L’administration américaine prévoit d’imposer des taxes allant jusqu’à 3.521% sur les panneaux solaires produits au Cambodge, au Vietnam, en Thaïlande et en Malaisie. Cette mesure fait suite à une enquête commerciale concluant que des entreprises opérant dans ces pays bénéficiaient de subventions chinoises induisant un désavantage pour les producteurs américains.

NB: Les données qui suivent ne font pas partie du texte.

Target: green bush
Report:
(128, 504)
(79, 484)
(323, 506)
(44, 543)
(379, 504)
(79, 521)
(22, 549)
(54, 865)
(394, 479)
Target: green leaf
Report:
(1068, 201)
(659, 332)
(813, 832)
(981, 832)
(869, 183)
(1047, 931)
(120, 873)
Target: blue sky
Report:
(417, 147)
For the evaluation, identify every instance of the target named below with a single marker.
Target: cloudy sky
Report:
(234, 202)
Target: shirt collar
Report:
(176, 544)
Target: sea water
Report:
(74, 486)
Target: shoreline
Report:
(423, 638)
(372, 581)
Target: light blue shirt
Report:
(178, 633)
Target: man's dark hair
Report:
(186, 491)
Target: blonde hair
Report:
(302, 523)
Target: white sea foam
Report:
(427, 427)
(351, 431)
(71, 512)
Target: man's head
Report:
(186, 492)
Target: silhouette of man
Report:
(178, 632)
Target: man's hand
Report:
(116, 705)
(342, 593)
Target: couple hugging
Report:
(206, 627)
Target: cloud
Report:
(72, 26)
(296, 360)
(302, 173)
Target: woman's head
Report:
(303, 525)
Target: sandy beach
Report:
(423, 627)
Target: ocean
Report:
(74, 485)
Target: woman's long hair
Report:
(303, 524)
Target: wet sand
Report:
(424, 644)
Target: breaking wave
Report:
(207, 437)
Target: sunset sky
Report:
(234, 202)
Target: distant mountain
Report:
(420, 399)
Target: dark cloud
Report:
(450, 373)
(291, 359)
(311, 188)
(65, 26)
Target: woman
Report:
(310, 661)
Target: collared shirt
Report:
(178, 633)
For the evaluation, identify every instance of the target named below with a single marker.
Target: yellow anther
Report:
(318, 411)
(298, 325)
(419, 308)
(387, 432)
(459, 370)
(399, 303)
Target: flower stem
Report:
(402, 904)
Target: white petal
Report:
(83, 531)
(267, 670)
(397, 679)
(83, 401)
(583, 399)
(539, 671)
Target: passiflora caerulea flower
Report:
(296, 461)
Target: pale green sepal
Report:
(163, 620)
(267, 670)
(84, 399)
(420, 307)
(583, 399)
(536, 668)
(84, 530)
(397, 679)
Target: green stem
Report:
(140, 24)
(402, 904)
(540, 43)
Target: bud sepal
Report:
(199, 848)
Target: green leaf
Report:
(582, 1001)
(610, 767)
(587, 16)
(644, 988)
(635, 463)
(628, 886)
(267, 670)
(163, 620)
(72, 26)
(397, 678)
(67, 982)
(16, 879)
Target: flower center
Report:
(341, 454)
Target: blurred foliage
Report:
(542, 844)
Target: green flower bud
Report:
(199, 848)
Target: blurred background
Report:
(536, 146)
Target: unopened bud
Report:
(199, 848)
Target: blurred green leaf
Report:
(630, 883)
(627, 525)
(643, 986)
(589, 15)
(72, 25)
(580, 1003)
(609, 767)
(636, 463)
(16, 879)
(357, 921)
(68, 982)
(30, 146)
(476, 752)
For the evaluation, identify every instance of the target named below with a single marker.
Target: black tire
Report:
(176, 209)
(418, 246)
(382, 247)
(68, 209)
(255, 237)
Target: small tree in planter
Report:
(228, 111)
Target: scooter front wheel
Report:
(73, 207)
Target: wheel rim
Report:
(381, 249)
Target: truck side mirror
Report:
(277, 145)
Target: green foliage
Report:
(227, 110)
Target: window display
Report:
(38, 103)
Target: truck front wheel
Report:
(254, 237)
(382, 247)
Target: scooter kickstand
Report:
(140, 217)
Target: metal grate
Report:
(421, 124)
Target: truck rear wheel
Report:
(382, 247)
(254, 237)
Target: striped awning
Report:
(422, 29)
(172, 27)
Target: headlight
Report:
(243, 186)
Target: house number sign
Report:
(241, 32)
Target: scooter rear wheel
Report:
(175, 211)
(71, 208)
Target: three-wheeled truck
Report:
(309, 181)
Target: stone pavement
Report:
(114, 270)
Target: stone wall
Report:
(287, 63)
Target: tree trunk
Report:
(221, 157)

Des fabricants contraints de se détourner du marché américain
La Chine représente actuellement 80% de la production mondiale de panneaux solaires et détient une position dominante à toutes les étapes de la chaîne de valeur. Face à la pression croissante des mesures protectionnistes américaines, plusieurs entreprises chinoises avaient délocalisé une partie de leur production vers l’Asie du Sud-Est. Avec les nouvelles surtaxes, ces stratégies de contournement deviennent désormais inefficaces.
Selon Putra Adhiguna, directeur du groupe de réflexion Energy Shift Institute, « les exportations commerciales de photovoltaïque vers les États-Unis deviendront pratiquement impossibles ». Certaines entreprises sont visées par des taxes multipliant par trente-cinq le coût initial de leurs produits, notamment celles opérant au Cambodge et en Thaïlande.
Réallocation régionale des capacités de production
Ce changement brutal de cap sur le marché américain pourrait accélérer le recentrage vers les marchés locaux et régionaux. Ben McCarron, directeur du cabinet singapourien Asia Research & Engagement, estime que la guerre commerciale actuelle pourrait « accélérer la transition énergétique en Asie du Sud-Est ». Les producteurs, poussés par l’excès d’offre et la fermeture de débouchés traditionnels, pourraient stimuler la demande locale.
En 2024, plus de 80% de l’électricité malaisienne provenait encore des énergies fossiles. Kuala Lumpur prévoit d’augmenter la part des renouvelables à 24% d’ici 2030, mais reste en retard par rapport aux tendances mondiales de baisse des coûts du solaire et de l’éolien.
Fragilité des stratégies d’exportation solaire
Muyi Yang, analyste principal au sein du groupe Ember, rappelle que jusqu’à présent, l’industrie du solaire en Asie du Sud-Est a fonctionné sur une logique opportuniste, priorisant l’exportation plutôt que les besoins domestiques. La perte du marché américain pourrait inciter les acteurs à adopter des stratégies de développement local plus stables, bien qu’aucun marché régional n’offre une capacité d’absorption équivalente.
L’Inde et l’Indonésie ont déjà instauré des mesures protectionnistes favorisant leur propre production nationale, freinant ainsi l’importation massive de composants solaires. Pour les industriels du secteur, la clé sera d’équilibrer les efforts d’écoulement de stocks avec la montée en puissance de politiques publiques nationales encore inégales à travers la région.